Lungpacer Medical is set to accelerate the RESCUE 3 pivotal clinical study with the introduction of the AeroPace System.

The AeroPace System stimulates the nerves that activate the diaphragm by providing repetitive exercises to rebuild muscle strength and enable independent, natural breathing.

The RESCUE 3 clinical study is using the minimally invasive diaphragm strengthening technology developed by Lungpacer to examine faster ventilator independence.

It will evaluate the device’s safety and efficacy, which will assist in seeking approvals from the US Food and Drug Administration (FDA) and other international regulators.

According to an abstract presented at the 2021 American College of Chest Physicians Annual Conference, Covid-19 patients treated with Lungpacer therapy showed earlier liberation compared to mechanical ventilation.

The therapy was also demonstrated to strengthen the diaphragm 246% more, with 128% more improvement observed in lung function, according to findings from a previous Lungpacer clinical study.
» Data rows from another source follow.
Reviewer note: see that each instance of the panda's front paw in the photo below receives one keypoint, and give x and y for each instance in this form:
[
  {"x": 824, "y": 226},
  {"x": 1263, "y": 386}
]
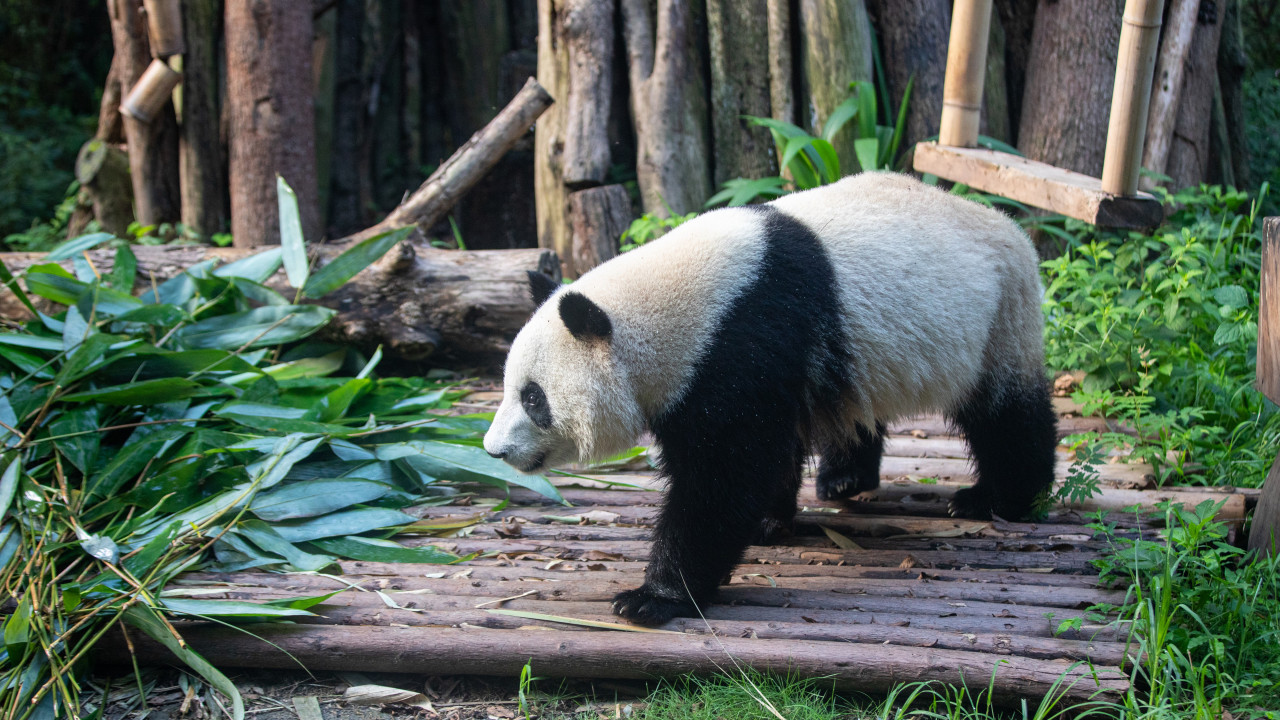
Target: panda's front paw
[
  {"x": 970, "y": 502},
  {"x": 647, "y": 607}
]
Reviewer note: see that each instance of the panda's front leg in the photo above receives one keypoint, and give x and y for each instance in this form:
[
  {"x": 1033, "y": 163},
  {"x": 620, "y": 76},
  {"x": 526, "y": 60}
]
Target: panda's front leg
[{"x": 714, "y": 507}]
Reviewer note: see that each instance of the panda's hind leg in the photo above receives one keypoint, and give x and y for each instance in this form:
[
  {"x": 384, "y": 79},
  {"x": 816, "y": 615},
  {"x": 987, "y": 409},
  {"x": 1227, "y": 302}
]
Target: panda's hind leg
[
  {"x": 1011, "y": 431},
  {"x": 851, "y": 465}
]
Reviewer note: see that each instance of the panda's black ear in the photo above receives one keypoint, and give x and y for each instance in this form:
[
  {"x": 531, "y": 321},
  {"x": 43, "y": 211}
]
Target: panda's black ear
[
  {"x": 540, "y": 286},
  {"x": 585, "y": 319}
]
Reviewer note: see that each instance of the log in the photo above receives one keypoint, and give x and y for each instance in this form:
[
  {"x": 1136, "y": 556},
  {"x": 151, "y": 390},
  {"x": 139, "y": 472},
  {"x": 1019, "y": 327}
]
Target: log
[
  {"x": 103, "y": 171},
  {"x": 1170, "y": 68},
  {"x": 836, "y": 50},
  {"x": 458, "y": 308},
  {"x": 740, "y": 86},
  {"x": 668, "y": 105},
  {"x": 612, "y": 655},
  {"x": 272, "y": 128},
  {"x": 589, "y": 35},
  {"x": 434, "y": 197},
  {"x": 597, "y": 219}
]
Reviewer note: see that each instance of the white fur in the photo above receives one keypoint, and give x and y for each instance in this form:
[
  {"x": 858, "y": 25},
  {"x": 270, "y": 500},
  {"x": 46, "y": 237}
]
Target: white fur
[{"x": 935, "y": 291}]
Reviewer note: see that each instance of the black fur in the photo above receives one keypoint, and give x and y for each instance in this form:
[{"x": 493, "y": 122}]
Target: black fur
[
  {"x": 851, "y": 465},
  {"x": 540, "y": 287},
  {"x": 1011, "y": 432},
  {"x": 584, "y": 319},
  {"x": 734, "y": 443}
]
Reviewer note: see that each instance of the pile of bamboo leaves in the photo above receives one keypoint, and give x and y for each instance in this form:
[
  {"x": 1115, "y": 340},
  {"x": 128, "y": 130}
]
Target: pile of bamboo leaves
[{"x": 191, "y": 427}]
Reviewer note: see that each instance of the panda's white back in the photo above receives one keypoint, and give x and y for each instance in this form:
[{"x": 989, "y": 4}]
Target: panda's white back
[{"x": 935, "y": 290}]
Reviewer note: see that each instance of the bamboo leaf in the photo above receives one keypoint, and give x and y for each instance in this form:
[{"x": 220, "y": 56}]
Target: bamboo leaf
[
  {"x": 352, "y": 261},
  {"x": 292, "y": 245}
]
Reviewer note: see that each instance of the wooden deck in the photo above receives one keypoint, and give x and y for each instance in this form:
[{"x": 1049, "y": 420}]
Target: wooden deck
[{"x": 914, "y": 595}]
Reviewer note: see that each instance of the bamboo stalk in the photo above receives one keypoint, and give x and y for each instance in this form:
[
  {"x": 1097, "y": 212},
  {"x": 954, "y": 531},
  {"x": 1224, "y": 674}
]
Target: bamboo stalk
[
  {"x": 967, "y": 68},
  {"x": 1136, "y": 64}
]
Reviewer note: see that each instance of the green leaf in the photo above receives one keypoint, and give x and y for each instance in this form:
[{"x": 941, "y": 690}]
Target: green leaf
[
  {"x": 384, "y": 551},
  {"x": 292, "y": 245},
  {"x": 260, "y": 327},
  {"x": 309, "y": 499},
  {"x": 352, "y": 261},
  {"x": 145, "y": 619},
  {"x": 78, "y": 245},
  {"x": 343, "y": 523},
  {"x": 228, "y": 609},
  {"x": 472, "y": 460},
  {"x": 145, "y": 392},
  {"x": 868, "y": 153},
  {"x": 259, "y": 267}
]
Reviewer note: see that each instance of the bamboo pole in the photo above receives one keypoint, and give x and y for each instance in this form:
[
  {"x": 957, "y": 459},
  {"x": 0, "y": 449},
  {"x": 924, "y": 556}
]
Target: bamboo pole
[
  {"x": 967, "y": 68},
  {"x": 1136, "y": 64}
]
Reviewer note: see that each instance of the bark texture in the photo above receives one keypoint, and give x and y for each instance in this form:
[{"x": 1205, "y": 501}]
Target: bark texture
[
  {"x": 272, "y": 115},
  {"x": 154, "y": 145},
  {"x": 913, "y": 36},
  {"x": 668, "y": 105},
  {"x": 836, "y": 50},
  {"x": 1069, "y": 80},
  {"x": 201, "y": 163},
  {"x": 458, "y": 308},
  {"x": 1189, "y": 150},
  {"x": 741, "y": 83}
]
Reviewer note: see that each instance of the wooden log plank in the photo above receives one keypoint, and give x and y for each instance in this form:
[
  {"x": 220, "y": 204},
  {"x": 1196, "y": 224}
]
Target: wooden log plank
[
  {"x": 627, "y": 655},
  {"x": 1037, "y": 183}
]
Lungpacer CEO Doug Evans said: “The emerging research profile of AeroPace underscores the clinical potential of this therapy to play a meaningful role to limit the negative impacts of mechanical ventilation and restore strength for patients to achieve ventilator independence.

“Once approved, the AeroPace System has the potential to dramatically improve the standard of care and transform the future of ventilation.”

The company stated that the system works as a personal trainer for the diaphragm muscle.

The device offers an easy setup for patient therapy, as well as electrocardiogram (ECG)-guided catheter placement that helps to streamline clinical workload.

At present, more than 40 medical centres in France, Germany, Spain and the US are taking part in the Lungpacer therapy pivotal trial.